Desrivières, poète créole.

— Par Michel Herland.—

 Jean-Durosier Desrivières dont les lecteurs connaissent peut-être déjà le recueil précédent, « Bouts de ville à vendre » (1), qui racontait la ville de Port-au-Prince (d’avant la catastrophe du 12 janvier 2010) en des vers jubilatoires, nous offre maintenant un choix de poèmes redoublés, la version créole (que l’on doit croire originale) sur la page de gauche faisant face à la version française à droite (2). L’exercice qui consiste à produire deux poèmes qui disent la même chose (ou à peu près) en des langues différentes est évidemment risqué.

Quoi qu’il en soit, cet exercice dont Robert Berrouët-Oriol, dans sa préface, rappelle qu’il a déjà été tenté par Georges Castera dans « Tanbou kreyol – Tambour créole », nous pousse inévitablement à comparer les vertus des deux propositions poétiques, celle en créole haïtien et celle en français standard. Qu’on en juge :

« Nou kreye sous nou

« Nous avons créé notre langue

ak lang nou

avec nos langues

ak dan nou »

avec nos dents »

« Men mwen pran

« Ma main a pris

chimen jaden ou

le chemin de ton jardin

pou wè plezi

pour saisir le plaisir

k’ap fè lapli sòti

provoquant la pluie

nan

entre

fant janm ou »

tes jambes »

 

 

Bien sûr, la réception de la poésie est affaire de sensibilité personnelle.
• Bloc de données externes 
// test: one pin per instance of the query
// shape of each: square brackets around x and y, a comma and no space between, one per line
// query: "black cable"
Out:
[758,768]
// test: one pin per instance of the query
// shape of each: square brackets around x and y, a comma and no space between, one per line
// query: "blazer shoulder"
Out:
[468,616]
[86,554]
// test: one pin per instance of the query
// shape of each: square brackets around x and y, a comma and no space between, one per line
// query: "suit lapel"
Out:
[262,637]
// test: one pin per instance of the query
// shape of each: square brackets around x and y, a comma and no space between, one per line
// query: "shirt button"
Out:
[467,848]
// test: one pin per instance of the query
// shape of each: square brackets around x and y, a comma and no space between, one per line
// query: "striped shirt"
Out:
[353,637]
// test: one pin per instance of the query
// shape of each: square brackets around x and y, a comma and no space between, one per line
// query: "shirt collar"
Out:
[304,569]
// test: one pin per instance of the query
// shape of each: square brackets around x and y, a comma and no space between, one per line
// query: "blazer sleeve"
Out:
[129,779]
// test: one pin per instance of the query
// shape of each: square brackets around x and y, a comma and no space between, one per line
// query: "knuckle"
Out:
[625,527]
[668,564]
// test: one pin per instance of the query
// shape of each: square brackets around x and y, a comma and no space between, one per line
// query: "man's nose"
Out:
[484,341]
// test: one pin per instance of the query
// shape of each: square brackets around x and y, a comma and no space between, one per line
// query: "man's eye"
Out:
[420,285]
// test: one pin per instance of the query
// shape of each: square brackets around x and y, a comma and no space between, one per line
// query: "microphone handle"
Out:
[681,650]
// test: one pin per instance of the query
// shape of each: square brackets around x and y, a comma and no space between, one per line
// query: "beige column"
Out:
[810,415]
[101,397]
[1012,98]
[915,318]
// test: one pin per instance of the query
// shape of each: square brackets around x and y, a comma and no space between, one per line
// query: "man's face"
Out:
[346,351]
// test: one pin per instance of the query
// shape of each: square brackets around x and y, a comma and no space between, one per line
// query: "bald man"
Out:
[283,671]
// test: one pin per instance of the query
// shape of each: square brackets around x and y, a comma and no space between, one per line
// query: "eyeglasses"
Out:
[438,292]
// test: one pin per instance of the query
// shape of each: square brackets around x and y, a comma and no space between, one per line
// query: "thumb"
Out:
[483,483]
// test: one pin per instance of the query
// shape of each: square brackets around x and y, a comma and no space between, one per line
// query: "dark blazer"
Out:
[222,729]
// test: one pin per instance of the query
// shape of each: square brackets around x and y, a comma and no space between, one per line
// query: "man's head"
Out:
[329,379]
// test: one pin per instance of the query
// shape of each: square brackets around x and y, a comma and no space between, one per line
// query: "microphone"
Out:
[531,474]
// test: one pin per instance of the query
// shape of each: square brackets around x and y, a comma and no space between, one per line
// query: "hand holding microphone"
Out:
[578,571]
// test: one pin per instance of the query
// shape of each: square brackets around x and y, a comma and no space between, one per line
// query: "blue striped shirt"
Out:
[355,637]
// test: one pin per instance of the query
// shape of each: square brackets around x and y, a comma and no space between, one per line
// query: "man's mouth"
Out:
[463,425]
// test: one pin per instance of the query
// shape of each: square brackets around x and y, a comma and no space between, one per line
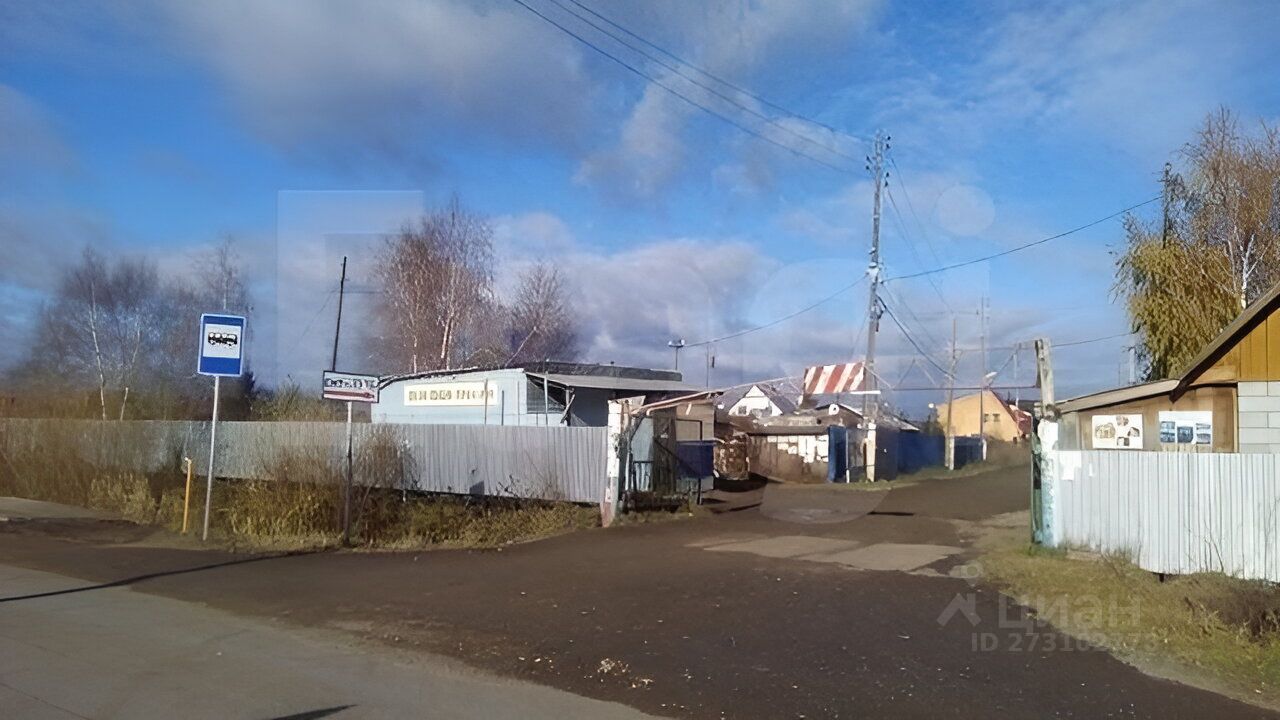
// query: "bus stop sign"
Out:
[222,345]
Cette subjectivité assumée, la confrontation des deux versions nous pousse à conclure en faveur du créole. Même si la lecture attentive du recueil propose des contre-exemples, comme ci-dessous :

 

 

« Cheri

« Chérie

annou kite mo yo gonfle

laisse les mots gonfler leurs

venn yo devan tout devenn »

veines face à toutes déveines »

 

En réalité, il serait vain de vouloir établir une hiérarchie entre deux langues qui, bien que jouant sur des registres différents, ont servi à la perfection tant de poètes. En décidant de se traduire lui-même, Desrivières n’a pas fait disparaître la contradiction majeure de toute traduction de la poésie. La poésie est le vecteur par excellence du génie d’une langue. Sa réussite repose sur l’adéquation entre les sensations, les émotions que l’auteur souhaite exprimer et les mots qu’il choisit pour ce faire. Contraint d’utiliser d’autres mots pour exprimer les mêmes sentiments, le traducteur a peu de chances d’atteindre d’aussi hauts sommets. À cet égard s’avère particulièrement éclairante la comparaison entre les traductions françaises des poèmes créoles de « Lang nou souse nan sous » avec les poèmes écrits directement en français de « Bouts de ville à vendre », éclatants de cruauté et de sensualité.

 

Le lecteur non créolophone n’en appréciera pas moins ces traductions qui lui fournissent une occasion inespérée de s’immerger dans les poèmes en créole haïtien, d’en pénétrer le sens, d’en apprécier la succulence singulière.

 

 

Michel Herland.

 

 

 

 

(1) Cf. Michel Herland : « Jean-Durosier Desrivières, un nouveau poète haïtien », Antilla n° 1447, 17 mars 2011, p. 31.

 

(2) Jean-Durosier Desrivières, « Lang nou souse nan sous – notre langue se ressources aux sources », Paris, Caractères, 2011, 98 p.